Unter den angeschwemmten Biografien und Autobiografien ist Daniel Barenboims Buch eines der intelligentesten und subtilsten Zeugnisse künstlerischer Selbstreflexion. Der Musiker erzählt auf geistreiche, fast mühelose Weise, wie sein Leben mit der Musik begann und verlaufen ist. Wie er als Kind russisch-jüdischer Eltern von Argentinien nach Israel kam, später nach England, Frankreich. Er spricht vom Klavierspiel, der Kammermusik, der Liedbegleitung, von Interpretation. Dirigieren und Orchesterkunst, Opernbühne und Regie; von Berlin (Staatskapelle) und von Chicago (Symphony Orchestra), wo Barenboim seit zehn Jahren Chefdirigent ist. Bayreuth spielt eine Rolle, überhaupt wird das vergangene Halbjahrhundert der Musik und des Musiklebens lebendig, genauso aber auch, was es mit der Musik selbst auf sich hat. Da erweist sich der Künstler als Philosoph, der die Tonkunst mit dem Leben der Menschen, Tiere und Pflanzen vergleicht: „Musik entsteht aus dem Nichts und endet im Nichts”. Dieses Nichts ist die Stille. „Ich glaube, dass alle Künste eine Art organische Beschaffenheit haben, aber was mich bei der Musik anspricht... ist ein Element der Zeit, das in den anderen Künsten nicht in derselben Form existiert.” Das Buch ist gesättigt von der Erfahrung mit Musik.

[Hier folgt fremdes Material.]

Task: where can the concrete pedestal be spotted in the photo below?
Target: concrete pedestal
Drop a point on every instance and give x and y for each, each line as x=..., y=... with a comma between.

In seiner Dankesrede in Tutzing vor ein paar Tagen hat Barenboim nachdrücklich auf das politische Phänomen Musik aufmerksam gemacht. Musik hilft den Menschen, zu sich selbst und zu den Mitmenschen zu finden. Und das Zusammenspiel der Instrumente sieht Daniel Barenboim als eine „Lektion in Demokratie”.
WOLFGANG SCHREIBER
DANIEL BARENBOIM: Die Musik – mein Leben. Herausgegeben von Michael Lewin, überarbeitet von Phillip Huscher. Aus dem Englischen von Michael Lewin und Matthias Arzberger. Ullstein Verlag, München 2002, 344 Seiten, 24 Euro.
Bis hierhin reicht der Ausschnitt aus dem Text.